Economy

Opinion – Helio Beltrão: Fed starts QT, and this worries more than interest rates

by

The favorable 40-year cycle of falling dollar interest rates was buried for good. Since 1982, the annual interest rate in dollars (a ten-year term) has fallen steadily from 15% to stabilizing around 2% from 2011 onwards, providing a lasting period of prosperity. However, the Fed has recently been raising the base rate to contain high inflation. As a result, the market interest rate has doubled to 4% per annum, and may rise further. The party is over.

Investors vacillate between hoping that inflation has already peaked — the “worst is over” and fears that the Fed is pushing the economy into recession.
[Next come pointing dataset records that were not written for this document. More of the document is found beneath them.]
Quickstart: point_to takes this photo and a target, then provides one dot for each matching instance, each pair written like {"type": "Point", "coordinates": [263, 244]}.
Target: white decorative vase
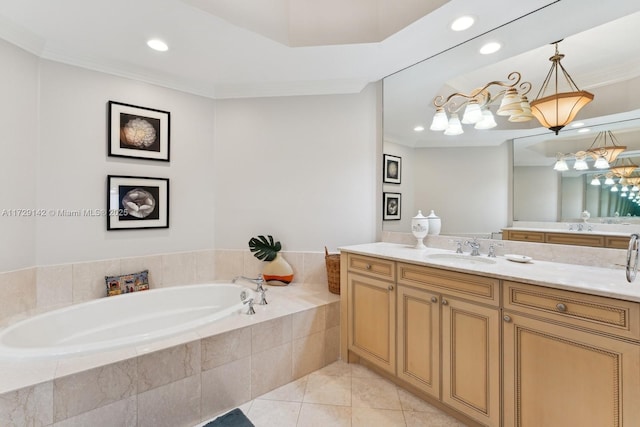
{"type": "Point", "coordinates": [278, 272]}
{"type": "Point", "coordinates": [419, 228]}
{"type": "Point", "coordinates": [435, 224]}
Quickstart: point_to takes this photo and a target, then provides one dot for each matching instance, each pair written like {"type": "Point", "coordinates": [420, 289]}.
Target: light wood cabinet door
{"type": "Point", "coordinates": [559, 376]}
{"type": "Point", "coordinates": [372, 320]}
{"type": "Point", "coordinates": [419, 339]}
{"type": "Point", "coordinates": [471, 359]}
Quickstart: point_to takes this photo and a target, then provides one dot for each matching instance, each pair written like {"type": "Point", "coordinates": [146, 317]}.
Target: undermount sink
{"type": "Point", "coordinates": [461, 259]}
They are unaccustomed to making easy money in risky assets with abundant liquidity and demand a “pivot”, that is, for the Fed to turn 180º and stop tightening interest rates.

Will the Fed pivot? It does not seem likely, except in a scenario of great instability in the international financial system.
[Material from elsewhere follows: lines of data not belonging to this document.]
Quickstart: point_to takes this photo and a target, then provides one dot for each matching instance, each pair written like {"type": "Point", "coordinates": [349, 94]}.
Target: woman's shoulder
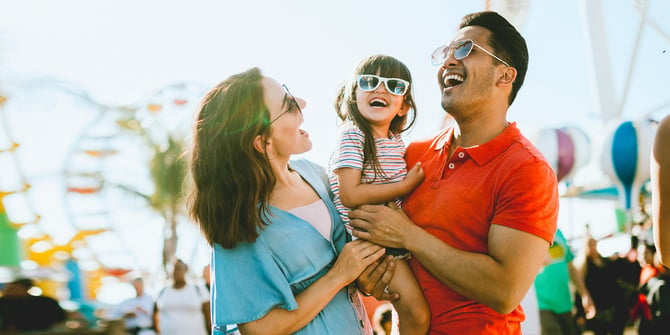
{"type": "Point", "coordinates": [305, 165]}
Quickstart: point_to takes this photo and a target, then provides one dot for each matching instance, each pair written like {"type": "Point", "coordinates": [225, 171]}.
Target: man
{"type": "Point", "coordinates": [554, 295]}
{"type": "Point", "coordinates": [479, 225]}
{"type": "Point", "coordinates": [136, 312]}
{"type": "Point", "coordinates": [21, 311]}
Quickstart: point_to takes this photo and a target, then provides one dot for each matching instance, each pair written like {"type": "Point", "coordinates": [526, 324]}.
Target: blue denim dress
{"type": "Point", "coordinates": [289, 255]}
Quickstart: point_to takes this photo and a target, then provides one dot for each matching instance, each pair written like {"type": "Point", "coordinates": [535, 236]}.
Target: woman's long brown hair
{"type": "Point", "coordinates": [232, 181]}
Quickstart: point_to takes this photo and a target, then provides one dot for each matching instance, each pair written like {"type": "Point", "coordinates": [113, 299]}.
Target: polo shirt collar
{"type": "Point", "coordinates": [483, 153]}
Although belatedly, the Fed is determined to fight inflation and says it will not change course even in the event of an eventual recession. When the Fed slams on the brakes, someone breaks through the windshield.

We haven’t reached that point, but worryingly, small cracks have already appeared in the financial system and the real economy: depreciating currencies (the Japanese yen is at its lowest level since the bubble burst in 1989); the UK pension crisis; China’s low growth (maybe it will grow less than Brazil this year); the energy shock, especially in Europe; and, additionally, geopolitical tensions and the Ukrainian War.

In a double maneuver, while stepping harder on the interest rate brake, the Fed will remove the protective airbag. It announced that it will deflate the liquidity created since 2008 (more than twice the Brazilian GDP). While many are focused on rising interest rates, few understand the effects of this “quantitative tightening” (“QT”), which starts in earnest from now on.

Since 2008, the liquidity cushion granted to banks has had a greater impact than the basic interest rate, as it generated the financial conditions that stabilized the markets, and collaterally boosted the prices of shares and other risky assets. That’s why your reversal worries. Risky assets may suffer the most.

QT can be the straw that breaks the camel’s back, as the Arab proverb says, the last straw that overflows the bucket, as we Brazilians prefer to say, or even the turning point, as Malcolm Gladwell says.

Note that while the base rate hike may be halted in 2023, the schedule is for downsizing to continue for the next two years.

We are watching the trailer for the movie of the paralyzed camel, starring the UK. The new government announced a deficit budget and shocked markets. Interest on government bonds rose. Defined-benefit pension funds, squeezed by rising payments to retirees, had been placing bets on government bond derivatives. Its public bond portfolio depreciated; were forced to sell bonds to make cash. In a diabolical loop, interest rates rose even higher…

With QT, the Fed and other central banks will stop buying government bonds. The market will have to finance governments with resources that would have gone into investments. Interest rates will tend to rise more and turn on the yellow light of public debt sustainability. The governments of rich countries can end up similar to those of emerging countries: saucer in hand.